Dalam kunjungan tersebut juga ikut serta menteri terkait dan Staf Kepresidenan.
Pada kesempatan itu Presiden Jokop Widodo menyampaikan keprihatinannya terkait
dengan proyek yang menghabiskan uang triliyunan rupiah dari APBN.
Lantas kenapa blusukan sang
Presiden ini dikatakan sebagai jawaban atas kritik SBY terhadap pemerintah?

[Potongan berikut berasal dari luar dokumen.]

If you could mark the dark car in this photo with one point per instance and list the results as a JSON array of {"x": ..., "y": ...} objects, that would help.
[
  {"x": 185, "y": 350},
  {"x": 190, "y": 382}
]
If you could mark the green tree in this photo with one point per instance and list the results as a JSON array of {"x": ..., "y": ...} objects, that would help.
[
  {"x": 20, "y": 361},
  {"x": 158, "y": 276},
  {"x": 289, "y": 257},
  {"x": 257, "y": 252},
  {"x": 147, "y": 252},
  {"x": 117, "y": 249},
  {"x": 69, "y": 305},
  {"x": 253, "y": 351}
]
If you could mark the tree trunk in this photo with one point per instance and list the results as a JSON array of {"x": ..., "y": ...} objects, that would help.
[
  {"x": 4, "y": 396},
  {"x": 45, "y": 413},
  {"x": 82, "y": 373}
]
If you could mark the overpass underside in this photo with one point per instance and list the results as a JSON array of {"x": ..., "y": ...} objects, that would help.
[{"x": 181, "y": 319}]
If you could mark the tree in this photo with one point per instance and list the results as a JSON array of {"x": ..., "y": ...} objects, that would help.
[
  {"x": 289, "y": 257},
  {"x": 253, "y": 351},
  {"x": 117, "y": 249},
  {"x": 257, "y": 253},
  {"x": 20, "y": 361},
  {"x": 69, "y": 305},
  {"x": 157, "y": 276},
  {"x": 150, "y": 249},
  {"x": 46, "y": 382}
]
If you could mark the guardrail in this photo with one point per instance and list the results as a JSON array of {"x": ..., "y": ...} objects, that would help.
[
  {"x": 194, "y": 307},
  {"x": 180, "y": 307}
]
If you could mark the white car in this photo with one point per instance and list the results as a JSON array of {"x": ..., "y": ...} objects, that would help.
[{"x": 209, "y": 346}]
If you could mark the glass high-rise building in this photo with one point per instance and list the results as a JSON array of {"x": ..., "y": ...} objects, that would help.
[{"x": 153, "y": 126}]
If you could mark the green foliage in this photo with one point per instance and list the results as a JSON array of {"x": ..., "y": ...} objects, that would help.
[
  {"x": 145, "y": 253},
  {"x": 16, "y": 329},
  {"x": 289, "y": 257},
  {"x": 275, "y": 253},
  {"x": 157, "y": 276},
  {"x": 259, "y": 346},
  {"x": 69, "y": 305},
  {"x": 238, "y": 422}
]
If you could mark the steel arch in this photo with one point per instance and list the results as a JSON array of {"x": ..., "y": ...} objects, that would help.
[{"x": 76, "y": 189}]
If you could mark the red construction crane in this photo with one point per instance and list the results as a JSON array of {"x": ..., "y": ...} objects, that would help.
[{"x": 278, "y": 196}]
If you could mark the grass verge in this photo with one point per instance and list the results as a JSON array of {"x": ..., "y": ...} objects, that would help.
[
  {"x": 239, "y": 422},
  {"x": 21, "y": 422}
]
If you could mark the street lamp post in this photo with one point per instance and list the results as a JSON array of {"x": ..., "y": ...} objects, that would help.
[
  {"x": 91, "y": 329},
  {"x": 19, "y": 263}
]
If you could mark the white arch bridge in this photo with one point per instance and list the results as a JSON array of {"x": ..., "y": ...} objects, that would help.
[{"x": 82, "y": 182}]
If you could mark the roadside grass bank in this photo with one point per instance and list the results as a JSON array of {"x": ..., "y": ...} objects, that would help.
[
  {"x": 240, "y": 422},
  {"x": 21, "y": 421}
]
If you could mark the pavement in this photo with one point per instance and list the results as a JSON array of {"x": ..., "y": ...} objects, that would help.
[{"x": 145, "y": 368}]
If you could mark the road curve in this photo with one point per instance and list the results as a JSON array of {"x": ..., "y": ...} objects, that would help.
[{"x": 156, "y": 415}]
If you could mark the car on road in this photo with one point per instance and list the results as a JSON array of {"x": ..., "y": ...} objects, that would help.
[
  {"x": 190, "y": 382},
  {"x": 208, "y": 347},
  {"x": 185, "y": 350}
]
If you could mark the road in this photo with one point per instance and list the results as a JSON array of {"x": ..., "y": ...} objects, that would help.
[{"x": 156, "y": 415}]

Tentu ini terkait dengan Megaproyek Hambalang yang sejatinya dilakukan pada
saat pemerintahan SBY namun belakangan mangkrak sampai sekarang karena anggarannya
dikorupsi secara berjamaah dan kasusunya sedang ditangani oleh KPK dan pihak
yang berwenang. Dengan mengemukanya kembali Kasus Hambalang maka secara
langsung ini menunjukkan kinerja Sang Mantan Presiden (SBY) pada saat menjabat
dulu dan tak urung menjadi pukulan telak baginya.
Kritik dijawab dengan kerja.
Demikianlah ungkapan yang lekat dengan Presiden Jokowi di kala didera dengan
banyak kritik baik dari legislatif maupun elite politik. Dengan ditunjukkannya
kekurangan orang yang memberikan kritik semoga bukan berarti Presiden Jokowi
anti kritik. Pun demikian dengan yang sering melontarkan kritik, tidak hanya
dengan kata-kata saja tetapi dengan solusi yang dapat diterapkan dengan kondisi
kekinian. Penting untuk melihat kinerja sendiri agar tidak menjadi alat untuk
dierang balik oleh orang yang dikritik.